Chapter 18: Ace

80 22 29
                                    

Yang menangkap basah Rebecca dan Sophia tidak hanyalah Eleanor, melainkan juga Bobi, Monica, Raka, dan Samuel yang berdiri di belakangnya. Eleanor melenggang santai mendekati saingannya, sambil sengaja menggoyang-goyangkan cape yang baru ia dapatkan. Pin perak memantulkan cahaya lampu, mengerling genit pada Rebecca.

"Hayooo... mau ingkar janji, ya?" Eleanor berdecak, memutari Rebecca dengan suara menegur. "Halo, Bu Sophia," sapanya ramah, namun wanita itu diam dan memilih bersikap dingin. "Nggak ada ucapan selamat? Oke."

"Keluar kalian," desis Sophia. "Ini bukan tempat yang bisa sembarangan didatangi."

Tak ada yang mematuhi perintah tersebut, justru mencari tempat nyaman untuk bersandar di dinding atau bahkan duduk di bangku.

"Ya, kayaknya kita mesti pinjam ruangan ini, Bu," Eleanor menjawab, terkekeh pelan. "Seperti yang saya bilang tadi, saya mau nagih hutang sama Becca."

"Hutang apa? Kalian bisa membicarakannya nanti. Ibu lagi membahas sesuatu dengan Becca sekarang. Jadi mending kalian keluar."

"Hutang saya masih ada sangkut pautnya sama topik bahasan Ibu sama Becca." Eleanor melebarkan matanya untuk memberi efek polos. "Becca janji nggak bakal bocorin rahasia saya kalau saya menang lomba. Wajar dong kalau saya tagih sekarang."

"Rahasia apa?" Sophia tidak mengetahui soal kesepakatan antara Eleanor dan putrinya.

"Rahasia kalau saya bekerja di hotel Gemstone Palace, di restoran Opal lebih tepatnya." Senyum Eleanor melebar, menatap langsung mata Sophia. "Ibu tahu, 'kan? Yang mau dapat meja saja harus pesan dulu dan kecuali orang penting nggak bakal gampang dapatnya."

Sophia terkesiap.

Teman-teman Eleanor melongo karena gadis itu dengan berani membeberkan rahasinya di depan komite sekolah, yang jelas memiliki kuasa untuk mengeluarkannya dari sekolah saat itu juga.

Eleanor lalu mengalihkan perhatiannya kepada Rebecca. "Tapi gue dengar lo malah mau tetap bocorin rahasia gue, padahal gue menang. Nih," tunjuknya pada pin di dada, "Ini buktinya."

Mata Rebecca menyipit melihat memamerkan atribut kemenangannya. "Lo pasti main curang, 'kan?"

"Akhirnya lo ngomong juga. Gue kira mendadak bisu karena syok kalah." Terbahak, Eleanor kemudian menjawab, "Maksudnya lo yang curang? Kayak Bu Sophia bilang tadi, gue mana sanggup nyogok juri. Orang tua gue lumayan kaya, tapi nggak berkuasa."
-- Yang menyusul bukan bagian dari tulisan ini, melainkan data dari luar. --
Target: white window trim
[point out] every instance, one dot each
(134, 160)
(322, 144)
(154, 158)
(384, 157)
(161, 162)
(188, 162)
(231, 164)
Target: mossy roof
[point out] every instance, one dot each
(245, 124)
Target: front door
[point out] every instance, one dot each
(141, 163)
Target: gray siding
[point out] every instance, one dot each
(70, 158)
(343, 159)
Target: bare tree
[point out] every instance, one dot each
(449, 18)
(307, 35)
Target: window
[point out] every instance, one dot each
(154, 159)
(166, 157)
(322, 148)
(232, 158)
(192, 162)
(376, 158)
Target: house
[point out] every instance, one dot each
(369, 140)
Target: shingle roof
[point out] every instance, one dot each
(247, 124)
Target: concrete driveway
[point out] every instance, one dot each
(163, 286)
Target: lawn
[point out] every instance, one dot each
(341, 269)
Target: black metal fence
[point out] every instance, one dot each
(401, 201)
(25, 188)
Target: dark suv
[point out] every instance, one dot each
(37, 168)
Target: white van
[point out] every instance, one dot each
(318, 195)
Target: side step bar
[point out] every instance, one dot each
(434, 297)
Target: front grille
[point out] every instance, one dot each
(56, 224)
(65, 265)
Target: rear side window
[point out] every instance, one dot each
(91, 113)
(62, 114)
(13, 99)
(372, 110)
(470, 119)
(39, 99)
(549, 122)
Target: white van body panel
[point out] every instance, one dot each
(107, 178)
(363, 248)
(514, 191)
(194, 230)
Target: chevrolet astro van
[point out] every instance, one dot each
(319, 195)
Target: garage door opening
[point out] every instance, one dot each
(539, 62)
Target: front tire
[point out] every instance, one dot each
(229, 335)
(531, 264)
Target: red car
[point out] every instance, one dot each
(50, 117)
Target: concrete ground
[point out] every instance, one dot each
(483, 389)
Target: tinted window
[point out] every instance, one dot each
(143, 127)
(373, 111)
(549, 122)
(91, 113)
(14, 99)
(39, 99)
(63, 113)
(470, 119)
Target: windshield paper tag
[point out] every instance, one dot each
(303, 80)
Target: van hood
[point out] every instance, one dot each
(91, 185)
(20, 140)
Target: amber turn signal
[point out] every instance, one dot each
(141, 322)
"Kamu dengar semua itu?" tanya Sophia, tangannya yang gemetar menutup mulutnya.

"Kita dengar semuanya," ralat Eleanor. "Bahkan Raka juga ngerekamnya." Ia berputar untuk bertanya pada temannya. "Gimana, Ka? Masih proses upload?"

Cengiran Raka tak mengenal tempat dan situasi yang sedang tegang. "Masih. Harusnya sudah selesai, tapi internetnya lagi agak lambat. Ada yang mau bantu gue isi judul videonya?" tawar pemuda itu, tangan memegang ponsel.

"Gue, gue," jawab Monica lebih dulu. "Persekongkolan Ibu dan Anak."

"Kucurangi Kompetisi Demi Anakku," sahut Bobi. "Judul-judul yang ngejelasin isi sekarang bikin kontennya laku."

"Mereka Nggak Ada Apa-Apanya," Samuel ikut menimpali, mengundang tawa mereka semua terkecuali Rebecca dan Sophia.

"Hapus video itu sekarang!" bentak Rebecca. Ia menghambur menuju Raka untuk merampas ponselnya.

Raka sigap dengan mengangkat ponselnya tinggi-tinggi, tak membiarkan Rebecca menyentuhnya. "Lo tuai apa yang lo tanam."

Marah, Rebecca memukul dada Raka berulang kali hingga pemuda itu mengaduh. "Jangan banyak bacot! Serahin sekarang juga."